BLANCHARD — One step inside the paddock and the herd of Gypsy horses belonging to Randy and Brenda Hearon swarm a visitor like curious cats.
Shaking their thick manes and sidestepping on feathery legs, the horses vie for position, thrusting their heads forward for petting, nickering for the visitor’s attention.
Brenda Hearon laughs as she sorts them out, nudging some of them backward and sending a couple galloping across the lot in a spectacular display of flying hoofs and hair.
Gypsy horses are known for their gentleness, intelligence, strength, agility and affinity for human companionship, Brenda Hearon said.
"To us, they’re our babies,” Hearon said. "They’re magical creatures, each with a distinct personality.”
The Hearons raise, care for and handle 10 Gypsy horses on their 4C’s Gypsy Horses ranch 30 miles south of Oklahoma City in Blanchard.
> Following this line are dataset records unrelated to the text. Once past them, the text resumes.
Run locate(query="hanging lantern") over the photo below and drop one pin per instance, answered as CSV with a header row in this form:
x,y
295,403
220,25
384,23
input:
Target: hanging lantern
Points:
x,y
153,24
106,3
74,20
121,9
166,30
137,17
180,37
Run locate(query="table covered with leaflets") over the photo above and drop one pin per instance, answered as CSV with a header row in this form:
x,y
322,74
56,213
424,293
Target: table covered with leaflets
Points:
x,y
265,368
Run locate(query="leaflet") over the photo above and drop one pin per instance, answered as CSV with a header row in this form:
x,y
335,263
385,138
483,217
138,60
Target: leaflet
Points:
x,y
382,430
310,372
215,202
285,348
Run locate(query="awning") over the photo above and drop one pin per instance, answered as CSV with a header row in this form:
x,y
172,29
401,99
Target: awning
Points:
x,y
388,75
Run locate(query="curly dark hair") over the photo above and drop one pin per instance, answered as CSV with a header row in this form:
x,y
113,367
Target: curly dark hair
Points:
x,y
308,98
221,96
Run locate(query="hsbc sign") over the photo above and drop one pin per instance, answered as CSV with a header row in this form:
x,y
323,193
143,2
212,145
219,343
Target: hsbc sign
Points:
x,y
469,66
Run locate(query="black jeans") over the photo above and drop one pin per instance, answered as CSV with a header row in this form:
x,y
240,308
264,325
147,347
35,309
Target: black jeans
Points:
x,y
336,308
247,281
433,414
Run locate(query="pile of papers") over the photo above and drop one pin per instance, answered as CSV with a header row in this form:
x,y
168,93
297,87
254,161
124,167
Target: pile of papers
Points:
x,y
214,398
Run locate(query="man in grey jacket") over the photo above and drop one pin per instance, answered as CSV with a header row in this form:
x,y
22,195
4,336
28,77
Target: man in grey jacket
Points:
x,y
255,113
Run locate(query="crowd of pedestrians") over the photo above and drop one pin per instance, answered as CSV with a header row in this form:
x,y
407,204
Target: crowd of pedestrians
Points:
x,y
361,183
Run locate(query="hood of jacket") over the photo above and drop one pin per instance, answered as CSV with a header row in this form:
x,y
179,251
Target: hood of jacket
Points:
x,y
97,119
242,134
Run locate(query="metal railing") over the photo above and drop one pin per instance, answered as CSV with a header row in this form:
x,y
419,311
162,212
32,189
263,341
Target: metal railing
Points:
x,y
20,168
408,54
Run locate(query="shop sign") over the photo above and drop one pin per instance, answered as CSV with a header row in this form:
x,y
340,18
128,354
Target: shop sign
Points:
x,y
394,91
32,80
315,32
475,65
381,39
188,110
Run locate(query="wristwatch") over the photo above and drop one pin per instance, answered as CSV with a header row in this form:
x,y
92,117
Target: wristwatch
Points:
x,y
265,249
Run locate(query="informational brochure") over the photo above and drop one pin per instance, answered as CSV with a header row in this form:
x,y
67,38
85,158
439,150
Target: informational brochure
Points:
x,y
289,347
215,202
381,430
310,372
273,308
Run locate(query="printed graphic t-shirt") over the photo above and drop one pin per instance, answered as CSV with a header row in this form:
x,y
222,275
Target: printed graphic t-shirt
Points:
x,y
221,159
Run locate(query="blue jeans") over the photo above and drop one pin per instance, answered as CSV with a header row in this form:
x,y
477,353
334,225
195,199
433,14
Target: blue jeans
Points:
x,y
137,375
The 40-acre ranch also is home to six wild mustangs and three miniature horses.
About the breed
The Gypsy horse is fairly rare in the United States and even rarer in Oklahoma, Randy Hearon said. Only four ranches, including the Hearons’, are listed in the Gypsy Horse Registry of America.
The traditional Gypsy horse is a cob-type horse. The native breeds of Clydesdale, Shire, Dales pony and Fell pony were crossed to arrive at the breed seen today.